Surveillance and Resistance Patterns of Healthcare-Associated Infections in the WHO African Region: Implications for Stewardship

A systematic review of 95 studies (2011–2024) across the WHO African Region finds that fragmented healthcare-associated infection (HAI) surveillance produces substantial uncertainty in regional antimicrobial resistance (AMR) estimates. Staphylococcus aureus, Escherichia coli, and Klebsiella pneumoniae were the most frequently reported HAI pathogens (≈53.7%, 43.2%, and 32.6%, respectively), and resistance profiles are dominated by extended‑spectrum beta‑lactamase (ESBL)–producing Enterobacteriaceae and methicillin‑resistant Staphylococcus aureus (MRSA), creating a high baseline of treatment complexity.
Because 96.8% of included studies were local in scope, the evidence base remains concentrated in isolated facility snapshots rather than region‑level synthesis. That pattern constrains reliable empiric‑therapy guidance and obscures priorities for national infection‑control investments; at the facility level, the lack of regional context translates into concrete clinical risk and limits coordinated outbreak response.
The pathogen distribution confirms a clear hierarchy—S. aureus most reported, then E. coli and K. pneumoniae—and resistance mechanisms cluster around beta‑lactamase production and methicillin resistance (ESBL and MRSA).

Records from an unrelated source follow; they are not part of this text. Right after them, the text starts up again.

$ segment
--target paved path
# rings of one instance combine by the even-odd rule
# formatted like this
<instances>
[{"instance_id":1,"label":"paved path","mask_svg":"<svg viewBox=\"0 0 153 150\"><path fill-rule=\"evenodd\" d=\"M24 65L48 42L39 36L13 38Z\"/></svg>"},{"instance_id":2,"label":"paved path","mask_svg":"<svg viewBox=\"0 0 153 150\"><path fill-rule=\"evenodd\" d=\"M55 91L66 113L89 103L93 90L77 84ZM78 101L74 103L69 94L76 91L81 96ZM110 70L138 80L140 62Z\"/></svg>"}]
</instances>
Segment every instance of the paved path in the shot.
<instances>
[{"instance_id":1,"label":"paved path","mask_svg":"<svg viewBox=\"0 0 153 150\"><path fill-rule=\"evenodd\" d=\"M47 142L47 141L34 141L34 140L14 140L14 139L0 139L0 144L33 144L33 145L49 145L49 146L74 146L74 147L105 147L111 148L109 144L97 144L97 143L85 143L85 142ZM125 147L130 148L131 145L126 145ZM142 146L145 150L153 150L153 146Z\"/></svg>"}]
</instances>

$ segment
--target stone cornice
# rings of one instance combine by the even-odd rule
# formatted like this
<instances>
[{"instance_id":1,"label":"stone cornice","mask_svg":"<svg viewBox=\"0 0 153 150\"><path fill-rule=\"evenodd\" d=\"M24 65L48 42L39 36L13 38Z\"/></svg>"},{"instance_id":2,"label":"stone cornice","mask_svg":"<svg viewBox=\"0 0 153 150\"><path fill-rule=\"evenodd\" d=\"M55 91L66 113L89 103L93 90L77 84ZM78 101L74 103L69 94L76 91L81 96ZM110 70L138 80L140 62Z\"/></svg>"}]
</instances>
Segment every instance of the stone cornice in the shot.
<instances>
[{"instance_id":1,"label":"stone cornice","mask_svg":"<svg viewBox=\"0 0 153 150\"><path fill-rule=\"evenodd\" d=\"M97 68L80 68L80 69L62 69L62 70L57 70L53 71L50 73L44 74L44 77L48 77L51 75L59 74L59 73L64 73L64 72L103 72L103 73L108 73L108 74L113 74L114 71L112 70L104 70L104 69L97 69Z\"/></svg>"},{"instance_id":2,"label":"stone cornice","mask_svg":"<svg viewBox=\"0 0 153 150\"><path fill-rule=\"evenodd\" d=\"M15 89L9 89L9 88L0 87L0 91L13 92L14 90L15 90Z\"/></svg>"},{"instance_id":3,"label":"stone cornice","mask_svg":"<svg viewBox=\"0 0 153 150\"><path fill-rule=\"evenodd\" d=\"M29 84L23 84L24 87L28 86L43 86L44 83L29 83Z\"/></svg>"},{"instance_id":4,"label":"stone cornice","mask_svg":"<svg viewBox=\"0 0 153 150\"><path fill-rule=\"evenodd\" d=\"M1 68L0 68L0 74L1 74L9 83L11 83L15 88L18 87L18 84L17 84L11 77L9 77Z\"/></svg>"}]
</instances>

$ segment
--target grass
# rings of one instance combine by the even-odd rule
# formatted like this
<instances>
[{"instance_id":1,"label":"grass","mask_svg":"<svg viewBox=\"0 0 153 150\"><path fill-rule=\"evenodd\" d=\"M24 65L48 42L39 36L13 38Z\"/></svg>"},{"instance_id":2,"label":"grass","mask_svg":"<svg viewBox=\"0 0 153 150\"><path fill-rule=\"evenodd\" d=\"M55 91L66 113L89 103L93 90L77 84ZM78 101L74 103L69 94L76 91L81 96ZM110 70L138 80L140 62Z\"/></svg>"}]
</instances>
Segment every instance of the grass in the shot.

Surveillance methods were dominated by local, phenotypic approaches: phenotypic techniques accounted for about 70.5% of laboratory methods while genotypic or genomic methods were rare (≈3.1%). Reliance on phenotypic testing reduces precision in identifying resistance mechanisms, limits resolution for linking cases during outbreaks, and impedes interfacility comparability for trend analysis. Critical gaps include broader geographic coverage, standardized case definitions, and expanded adoption of molecular diagnostics to enable accurate tracking and cross‑site comparisons.

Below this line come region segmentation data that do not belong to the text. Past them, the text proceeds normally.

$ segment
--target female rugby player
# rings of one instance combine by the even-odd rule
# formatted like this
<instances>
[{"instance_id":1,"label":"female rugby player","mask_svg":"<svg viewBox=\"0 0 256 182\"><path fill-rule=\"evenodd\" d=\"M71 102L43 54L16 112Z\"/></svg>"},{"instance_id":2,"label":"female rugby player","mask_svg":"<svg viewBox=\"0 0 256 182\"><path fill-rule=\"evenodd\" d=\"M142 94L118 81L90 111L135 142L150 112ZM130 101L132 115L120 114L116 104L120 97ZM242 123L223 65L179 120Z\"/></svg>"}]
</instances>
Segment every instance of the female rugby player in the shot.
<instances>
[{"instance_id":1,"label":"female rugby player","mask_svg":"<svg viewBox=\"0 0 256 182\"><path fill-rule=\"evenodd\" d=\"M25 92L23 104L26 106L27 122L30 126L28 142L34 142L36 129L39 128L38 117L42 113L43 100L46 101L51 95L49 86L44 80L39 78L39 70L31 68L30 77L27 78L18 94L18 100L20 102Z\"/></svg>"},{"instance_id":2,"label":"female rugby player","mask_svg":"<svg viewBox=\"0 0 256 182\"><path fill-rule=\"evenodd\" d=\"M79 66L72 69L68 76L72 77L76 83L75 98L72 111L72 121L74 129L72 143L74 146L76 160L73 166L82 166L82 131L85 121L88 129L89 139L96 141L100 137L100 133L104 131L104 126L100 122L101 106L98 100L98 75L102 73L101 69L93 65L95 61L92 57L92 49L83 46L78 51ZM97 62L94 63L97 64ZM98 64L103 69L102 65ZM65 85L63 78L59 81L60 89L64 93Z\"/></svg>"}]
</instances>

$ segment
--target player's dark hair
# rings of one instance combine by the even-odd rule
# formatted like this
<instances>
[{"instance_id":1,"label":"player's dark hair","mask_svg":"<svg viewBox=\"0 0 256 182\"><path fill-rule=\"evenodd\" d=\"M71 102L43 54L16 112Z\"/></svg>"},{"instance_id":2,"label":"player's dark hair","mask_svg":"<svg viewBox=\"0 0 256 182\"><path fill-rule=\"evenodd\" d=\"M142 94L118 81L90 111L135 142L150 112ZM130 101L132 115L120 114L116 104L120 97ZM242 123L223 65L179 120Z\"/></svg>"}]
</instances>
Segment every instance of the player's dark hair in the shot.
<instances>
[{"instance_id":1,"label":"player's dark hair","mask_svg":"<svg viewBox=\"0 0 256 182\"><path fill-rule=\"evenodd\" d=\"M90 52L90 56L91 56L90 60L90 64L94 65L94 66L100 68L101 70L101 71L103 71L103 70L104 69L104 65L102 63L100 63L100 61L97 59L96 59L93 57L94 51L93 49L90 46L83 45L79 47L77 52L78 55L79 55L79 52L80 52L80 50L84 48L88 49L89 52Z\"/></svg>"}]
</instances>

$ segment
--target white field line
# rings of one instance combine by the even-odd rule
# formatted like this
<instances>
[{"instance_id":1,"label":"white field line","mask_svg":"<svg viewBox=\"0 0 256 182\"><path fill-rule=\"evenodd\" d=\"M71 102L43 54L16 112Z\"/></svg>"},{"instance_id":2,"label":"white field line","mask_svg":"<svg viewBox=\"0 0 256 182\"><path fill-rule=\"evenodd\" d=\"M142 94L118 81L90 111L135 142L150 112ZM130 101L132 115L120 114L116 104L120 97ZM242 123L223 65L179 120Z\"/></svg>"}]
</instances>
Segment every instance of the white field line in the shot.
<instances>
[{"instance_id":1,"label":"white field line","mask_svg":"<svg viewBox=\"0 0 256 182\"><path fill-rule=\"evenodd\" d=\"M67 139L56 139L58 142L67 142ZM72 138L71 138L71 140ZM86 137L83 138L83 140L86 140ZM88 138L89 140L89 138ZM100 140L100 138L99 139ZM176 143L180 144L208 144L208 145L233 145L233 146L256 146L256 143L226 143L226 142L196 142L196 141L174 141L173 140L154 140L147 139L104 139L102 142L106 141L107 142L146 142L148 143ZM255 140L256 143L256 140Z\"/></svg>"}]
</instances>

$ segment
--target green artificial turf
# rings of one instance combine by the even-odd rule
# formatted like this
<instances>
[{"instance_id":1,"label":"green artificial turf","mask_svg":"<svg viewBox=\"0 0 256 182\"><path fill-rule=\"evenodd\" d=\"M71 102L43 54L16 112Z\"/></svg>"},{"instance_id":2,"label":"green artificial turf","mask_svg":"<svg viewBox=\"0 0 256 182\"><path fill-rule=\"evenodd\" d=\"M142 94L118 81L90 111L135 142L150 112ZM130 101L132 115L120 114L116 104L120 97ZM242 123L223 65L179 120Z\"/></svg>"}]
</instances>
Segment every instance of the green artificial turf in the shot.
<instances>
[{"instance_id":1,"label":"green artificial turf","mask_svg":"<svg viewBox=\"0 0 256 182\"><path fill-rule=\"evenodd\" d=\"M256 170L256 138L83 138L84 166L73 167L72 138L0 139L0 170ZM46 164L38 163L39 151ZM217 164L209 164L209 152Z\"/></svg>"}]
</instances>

These findings point directly to consolidated national surveillance and laboratory strengthening as the most direct route to improved AMR management and safer empiric care across the region. Priority actions are clear: consolidate and standardize surveillance systems, scale molecular diagnostics, and align reporting to reduce regional AMR uncertainty and better inform empiric choices.